Sabah Sabet avec agences, Mardi, 06 décembre 2016

Après 22 ans de pouvoir sans partage, le président de la Gambie, Yahya Jammeh, a reconnu sa défaite à la présidentielle.

Une fois n’est pas coutume en Afrique, et à la surprise générale, le président de la Gambie, Yahya Jammeh, a reconnu, samedi dernier, sa défaite face à son rival, l’homme d’affaires Adama Barrow. Selon les résultats du scrutin publiés vendredi, Jammeh s’est classé deuxième avec 36,6 % des voix derrière Adama Barrow, crédité de 45,5 % des suf­frages. Mama Kandeh a eu 17,8 % des voix. La participation avoisinait les 65 %. « Vous, Gambiens, avez décidé que je devais être en retraite » à l’issue de la présidentielle de jeudi, « vous avez parlé sans ambiguïté », a affirmé le militaire retraité dans une déclaration télévi­sée vendredi soir, avant de féliciter Barrow pour sa victoire. « Je vous souhaite bonne chance, le pays sera entre vos mains en janvier et vous pouvez compter sur mon aide durant votre transition », s’est-il adressé à Barrow. Cette élection a été saluée tant en Gambie qu’à l’étranger. Depuis vendredi, plusieurs pays, ONG et institutions ont rendu hommage au peuple gambien, à Barrow, pour sa victoire, et à Jammeh pour sa décision.

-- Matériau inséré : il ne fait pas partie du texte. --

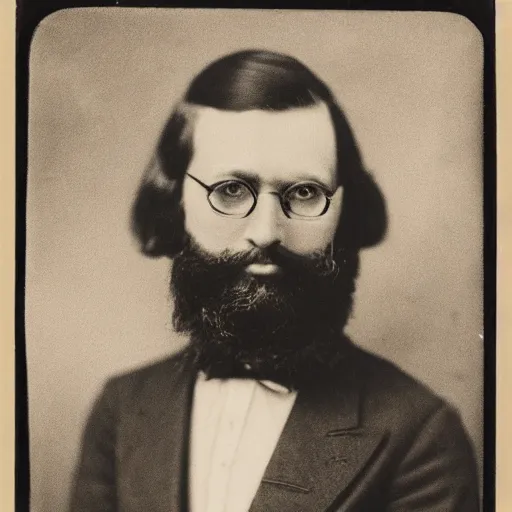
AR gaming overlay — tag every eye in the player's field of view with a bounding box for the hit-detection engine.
[287,183,321,201]
[217,181,248,198]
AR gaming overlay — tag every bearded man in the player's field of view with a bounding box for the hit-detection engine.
[71,51,479,512]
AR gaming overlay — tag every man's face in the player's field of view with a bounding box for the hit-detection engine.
[183,104,343,268]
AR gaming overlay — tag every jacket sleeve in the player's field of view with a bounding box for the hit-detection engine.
[386,405,480,512]
[69,382,117,512]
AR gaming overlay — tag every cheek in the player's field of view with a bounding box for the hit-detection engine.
[285,190,342,254]
[182,186,245,254]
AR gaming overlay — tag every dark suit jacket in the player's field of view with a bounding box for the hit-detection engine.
[71,347,479,512]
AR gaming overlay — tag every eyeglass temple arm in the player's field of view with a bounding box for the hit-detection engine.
[185,172,213,192]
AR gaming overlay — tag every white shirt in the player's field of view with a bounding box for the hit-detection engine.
[189,374,297,512]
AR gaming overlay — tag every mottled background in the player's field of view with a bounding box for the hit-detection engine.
[26,8,483,512]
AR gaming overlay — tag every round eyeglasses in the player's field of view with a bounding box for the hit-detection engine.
[187,173,334,219]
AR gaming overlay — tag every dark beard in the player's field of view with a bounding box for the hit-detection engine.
[171,236,359,388]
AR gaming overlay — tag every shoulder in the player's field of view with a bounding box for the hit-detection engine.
[346,347,459,430]
[99,351,190,402]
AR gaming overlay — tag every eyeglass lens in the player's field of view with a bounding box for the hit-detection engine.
[208,180,329,217]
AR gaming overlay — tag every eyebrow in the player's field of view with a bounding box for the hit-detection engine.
[214,169,336,190]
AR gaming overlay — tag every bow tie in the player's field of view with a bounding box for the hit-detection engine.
[203,363,294,393]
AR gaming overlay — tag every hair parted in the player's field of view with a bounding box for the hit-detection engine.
[131,50,387,258]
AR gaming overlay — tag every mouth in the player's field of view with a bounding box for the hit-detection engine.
[245,263,281,276]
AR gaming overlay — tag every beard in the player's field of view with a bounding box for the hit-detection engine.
[171,238,359,389]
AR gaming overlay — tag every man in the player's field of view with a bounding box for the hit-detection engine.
[71,51,479,512]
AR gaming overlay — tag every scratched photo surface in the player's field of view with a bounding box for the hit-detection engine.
[26,8,484,512]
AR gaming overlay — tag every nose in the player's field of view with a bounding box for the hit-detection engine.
[245,193,283,249]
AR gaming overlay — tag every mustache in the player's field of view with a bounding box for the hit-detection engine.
[185,243,339,277]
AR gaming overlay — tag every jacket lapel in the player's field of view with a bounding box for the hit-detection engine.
[122,356,195,512]
[250,366,386,512]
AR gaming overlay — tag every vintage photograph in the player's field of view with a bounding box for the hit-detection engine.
[25,8,485,512]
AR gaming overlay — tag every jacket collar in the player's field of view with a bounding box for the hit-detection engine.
[125,348,386,512]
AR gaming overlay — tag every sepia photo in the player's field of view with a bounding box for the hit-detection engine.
[25,8,484,512]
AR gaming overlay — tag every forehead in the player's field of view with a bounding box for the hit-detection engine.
[187,103,336,181]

La Gambie a ainsi entamé une nouvelle page de son histoire après 22 ans de pouvoir aux mains de Jammeh. Ce dernier est arrivé au pouvoir par un coup d’Etat en 1994, il avait été élu une première fois en 1996 pour cinq ans, puis réélu trois fois. Il s’était déclaré sûr d’obtenir un cinquième mandat jeudi der­nier, et ses détracteurs lui prêtaient l’intention de n’accepter aucune autre issue, d’autant que Jammeh a gouverné sans partage tout au long de ces 22 ans.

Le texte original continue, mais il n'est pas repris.